CAMPAIGNERS have expressed dismay after new plans emerged to expand an animal breeding centre which would supply beagles for experiments.
Proposals for a large-scale facility in the village of Grimston on the Holderness coast, which provoked a huge outcry, were rejected by Communities Secretary Eric Pickles, following an appeal by the developers last year.
Now Yorkshire Evergreen, which is owned by US firm Marshall BioResources, has re-entered the fray with fresh proposals “to meet the UK demand for research animals (dogs and ferrets).”
But the British Union for the Abolition of Vivisection (BUAV) is planning a new campaign – and say they are confident they will win public backing.
The last plans proved hugely controversial, attracting 28,000 signatures on an online petition.
In documents submitted to East Riding Council, the developers say they have scaled back plans and are only seeking to put up one new building.
They state they are seeking to “meet the current and future UK demand for research animals by local breeding as opposed to reliance on imports” and claim it is “of national importance to the UK pharmaceutical industry which requires that there are multiple sources of UK production of certain species, where at the moment, only one source exists.”

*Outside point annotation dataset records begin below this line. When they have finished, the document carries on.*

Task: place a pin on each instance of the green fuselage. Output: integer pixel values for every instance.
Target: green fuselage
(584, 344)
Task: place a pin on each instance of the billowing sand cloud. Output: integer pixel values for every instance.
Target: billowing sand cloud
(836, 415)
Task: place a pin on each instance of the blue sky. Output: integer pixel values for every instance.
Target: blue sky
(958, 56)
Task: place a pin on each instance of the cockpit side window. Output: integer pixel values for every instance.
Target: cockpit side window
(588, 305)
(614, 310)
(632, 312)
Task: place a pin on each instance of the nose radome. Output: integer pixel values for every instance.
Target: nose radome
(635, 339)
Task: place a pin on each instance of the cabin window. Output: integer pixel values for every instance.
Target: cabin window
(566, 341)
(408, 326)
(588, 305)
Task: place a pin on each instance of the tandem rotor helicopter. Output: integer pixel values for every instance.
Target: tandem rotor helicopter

They insist the plans do not represent “an intensification of activities at the site” which has been used for breeding and research since 1972 and there will be less traffic – a source of disturbance to neighbours – once construction is complete.
Its application says it will create 10 jobs over a three-year period, and claims: “It is a significant animal welfare ‘gain’ to position the breeding facility at Grimston, as this will mean that the applicant will be reducing the need for shipping large numbers of animals over large distances.”

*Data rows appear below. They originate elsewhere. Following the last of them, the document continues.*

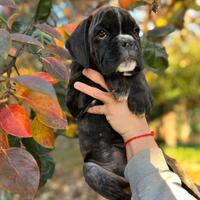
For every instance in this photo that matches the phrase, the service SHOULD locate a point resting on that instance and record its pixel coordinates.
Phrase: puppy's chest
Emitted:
(120, 87)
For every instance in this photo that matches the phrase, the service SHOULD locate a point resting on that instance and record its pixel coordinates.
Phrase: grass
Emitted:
(189, 159)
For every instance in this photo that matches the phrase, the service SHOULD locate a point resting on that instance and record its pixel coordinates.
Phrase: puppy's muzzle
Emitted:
(127, 42)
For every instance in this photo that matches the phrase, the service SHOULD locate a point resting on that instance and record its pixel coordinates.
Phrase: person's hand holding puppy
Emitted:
(122, 120)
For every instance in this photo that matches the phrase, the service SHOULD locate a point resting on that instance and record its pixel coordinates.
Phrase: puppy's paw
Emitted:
(140, 103)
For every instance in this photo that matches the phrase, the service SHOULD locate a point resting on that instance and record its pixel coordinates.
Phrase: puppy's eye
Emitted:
(102, 34)
(136, 30)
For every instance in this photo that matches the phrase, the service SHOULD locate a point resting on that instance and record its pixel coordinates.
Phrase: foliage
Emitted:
(29, 108)
(189, 159)
(30, 105)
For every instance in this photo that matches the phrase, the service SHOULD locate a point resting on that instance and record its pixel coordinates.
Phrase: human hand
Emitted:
(117, 112)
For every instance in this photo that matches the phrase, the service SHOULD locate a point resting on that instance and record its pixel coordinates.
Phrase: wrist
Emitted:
(138, 129)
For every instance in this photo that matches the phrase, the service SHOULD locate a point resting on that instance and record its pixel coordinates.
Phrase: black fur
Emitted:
(101, 147)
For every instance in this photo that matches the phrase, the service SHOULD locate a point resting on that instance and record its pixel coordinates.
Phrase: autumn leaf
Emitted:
(22, 38)
(8, 3)
(36, 83)
(12, 19)
(54, 67)
(71, 131)
(42, 134)
(19, 172)
(46, 77)
(3, 140)
(46, 107)
(14, 120)
(5, 43)
(49, 30)
(59, 51)
(58, 123)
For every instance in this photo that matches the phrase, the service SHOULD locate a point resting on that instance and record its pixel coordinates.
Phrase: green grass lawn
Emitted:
(189, 159)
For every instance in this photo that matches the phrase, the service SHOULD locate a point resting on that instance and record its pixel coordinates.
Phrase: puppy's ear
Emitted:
(78, 44)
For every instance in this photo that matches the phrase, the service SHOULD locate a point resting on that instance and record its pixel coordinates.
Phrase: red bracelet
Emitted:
(139, 136)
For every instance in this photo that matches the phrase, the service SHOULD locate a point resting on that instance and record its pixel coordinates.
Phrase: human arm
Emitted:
(147, 171)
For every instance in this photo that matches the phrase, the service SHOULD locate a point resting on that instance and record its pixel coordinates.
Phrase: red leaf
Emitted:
(19, 172)
(61, 52)
(49, 30)
(54, 67)
(3, 140)
(8, 3)
(46, 77)
(45, 106)
(42, 134)
(14, 120)
(12, 19)
(36, 83)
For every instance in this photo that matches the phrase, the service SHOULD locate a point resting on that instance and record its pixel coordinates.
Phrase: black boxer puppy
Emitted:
(108, 42)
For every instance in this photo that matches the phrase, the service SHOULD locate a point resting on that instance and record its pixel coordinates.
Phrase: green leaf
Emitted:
(43, 11)
(160, 31)
(14, 141)
(49, 30)
(5, 43)
(18, 27)
(155, 56)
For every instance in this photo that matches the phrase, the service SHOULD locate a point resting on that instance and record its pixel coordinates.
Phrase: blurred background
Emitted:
(175, 115)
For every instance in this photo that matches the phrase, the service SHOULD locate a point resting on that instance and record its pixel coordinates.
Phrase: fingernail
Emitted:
(85, 71)
(76, 84)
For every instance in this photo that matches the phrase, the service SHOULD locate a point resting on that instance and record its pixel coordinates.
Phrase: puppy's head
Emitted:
(110, 40)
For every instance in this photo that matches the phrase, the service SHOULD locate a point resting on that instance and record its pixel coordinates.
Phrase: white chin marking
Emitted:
(126, 67)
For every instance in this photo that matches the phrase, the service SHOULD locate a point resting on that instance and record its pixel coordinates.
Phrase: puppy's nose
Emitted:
(126, 41)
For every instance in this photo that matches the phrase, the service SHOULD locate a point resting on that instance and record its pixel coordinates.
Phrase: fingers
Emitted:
(105, 97)
(100, 110)
(95, 77)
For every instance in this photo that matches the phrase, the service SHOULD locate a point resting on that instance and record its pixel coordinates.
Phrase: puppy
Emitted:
(108, 42)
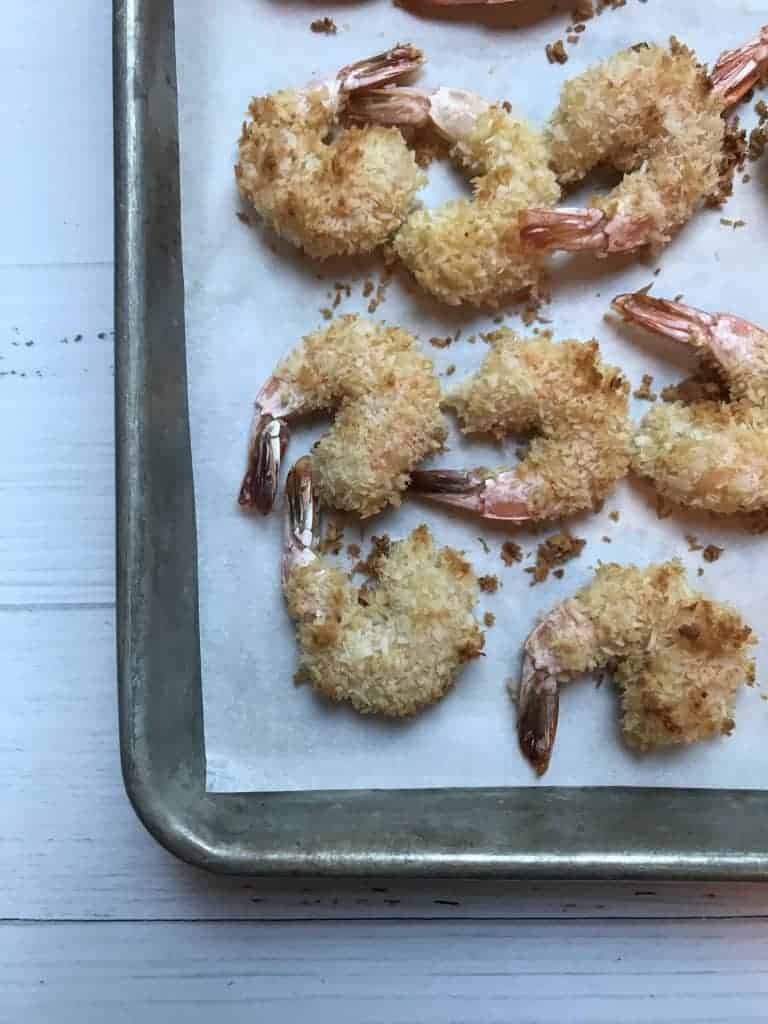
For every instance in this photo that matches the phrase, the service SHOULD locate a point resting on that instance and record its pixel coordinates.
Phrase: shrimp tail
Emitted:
(268, 442)
(302, 518)
(382, 69)
(538, 710)
(739, 70)
(398, 107)
(500, 497)
(573, 229)
(672, 320)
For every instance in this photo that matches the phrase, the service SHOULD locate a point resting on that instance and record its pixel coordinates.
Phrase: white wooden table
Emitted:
(98, 924)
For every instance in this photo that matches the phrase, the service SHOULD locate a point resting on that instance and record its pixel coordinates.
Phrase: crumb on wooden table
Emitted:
(324, 26)
(712, 553)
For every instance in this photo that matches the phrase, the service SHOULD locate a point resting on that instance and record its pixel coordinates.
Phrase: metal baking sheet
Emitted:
(512, 832)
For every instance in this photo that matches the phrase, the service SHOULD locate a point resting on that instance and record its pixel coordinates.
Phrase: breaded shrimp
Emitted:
(387, 402)
(708, 455)
(329, 192)
(469, 250)
(677, 656)
(579, 408)
(651, 113)
(393, 646)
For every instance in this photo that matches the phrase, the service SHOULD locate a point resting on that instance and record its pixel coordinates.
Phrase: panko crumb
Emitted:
(333, 542)
(488, 584)
(556, 52)
(511, 552)
(555, 551)
(380, 548)
(324, 26)
(644, 392)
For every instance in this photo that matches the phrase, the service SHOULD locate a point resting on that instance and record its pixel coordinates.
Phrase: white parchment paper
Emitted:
(250, 299)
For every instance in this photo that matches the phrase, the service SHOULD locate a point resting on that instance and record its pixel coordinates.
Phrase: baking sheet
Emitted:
(250, 299)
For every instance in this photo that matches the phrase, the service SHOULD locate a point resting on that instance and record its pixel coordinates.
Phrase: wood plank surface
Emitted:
(386, 973)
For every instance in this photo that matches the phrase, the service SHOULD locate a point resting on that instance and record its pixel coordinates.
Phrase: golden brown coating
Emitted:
(708, 455)
(342, 197)
(574, 402)
(394, 646)
(649, 112)
(469, 250)
(387, 400)
(679, 657)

They say research and development underpins a sector – UK Life Science – which has a £50bn turnover. It adds: “Use of animals is a small but important part of biomedical research for example to further understanding of basic mechanisms of health and disease and provide new targets for treatment of diseases such as dementia.”
It goes on: “The applicant accepts there may be some strongly held moral and ethical objections to the use of animals in research –but though the applicant does not itself carry out experiments, such experiments are legally required and this is expected to continue to be the case for many years to come.”

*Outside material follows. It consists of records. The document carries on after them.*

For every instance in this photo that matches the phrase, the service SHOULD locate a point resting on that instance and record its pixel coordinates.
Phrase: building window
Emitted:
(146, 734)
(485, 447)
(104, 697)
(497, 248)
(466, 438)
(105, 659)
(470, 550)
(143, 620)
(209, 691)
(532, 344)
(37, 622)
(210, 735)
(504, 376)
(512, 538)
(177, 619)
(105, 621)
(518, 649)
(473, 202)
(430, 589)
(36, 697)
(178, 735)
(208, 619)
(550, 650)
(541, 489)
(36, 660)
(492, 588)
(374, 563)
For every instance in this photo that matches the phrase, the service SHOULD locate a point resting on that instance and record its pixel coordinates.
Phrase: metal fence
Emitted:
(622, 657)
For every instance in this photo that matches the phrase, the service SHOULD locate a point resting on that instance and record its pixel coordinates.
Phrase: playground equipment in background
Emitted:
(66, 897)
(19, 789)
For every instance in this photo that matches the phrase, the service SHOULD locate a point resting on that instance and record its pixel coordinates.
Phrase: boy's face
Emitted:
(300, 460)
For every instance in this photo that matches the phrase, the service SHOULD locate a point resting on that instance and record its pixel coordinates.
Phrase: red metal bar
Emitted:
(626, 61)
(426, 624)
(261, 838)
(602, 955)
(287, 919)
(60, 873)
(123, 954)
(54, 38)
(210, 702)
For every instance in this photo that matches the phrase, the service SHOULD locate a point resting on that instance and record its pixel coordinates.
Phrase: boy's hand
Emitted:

Campaigners say the beagles are largely used in toxicity (poisoning) testing for human and veterinary drugs as well as agrochemicals, and can be force-fed, via plastic tubes into their stomachs, or strapped into harnesses while substances are pumped in.
Comedian and actor Ricky Gervais was among those to voice opposition last time.
BUAV chief executive Michelle Thew said: “We are dismayed to learn of this new planning application by Yorkshire Evergreen for a breeding and supply facility in Grimston. We will once again be raising public awareness of this new application as there is a strong ethical and scientific case to end these outdated experiments. We are confident that, once more, the public will join us in contesting these plans and we will be contacting East Riding Council to urge them to reject the application immediately.”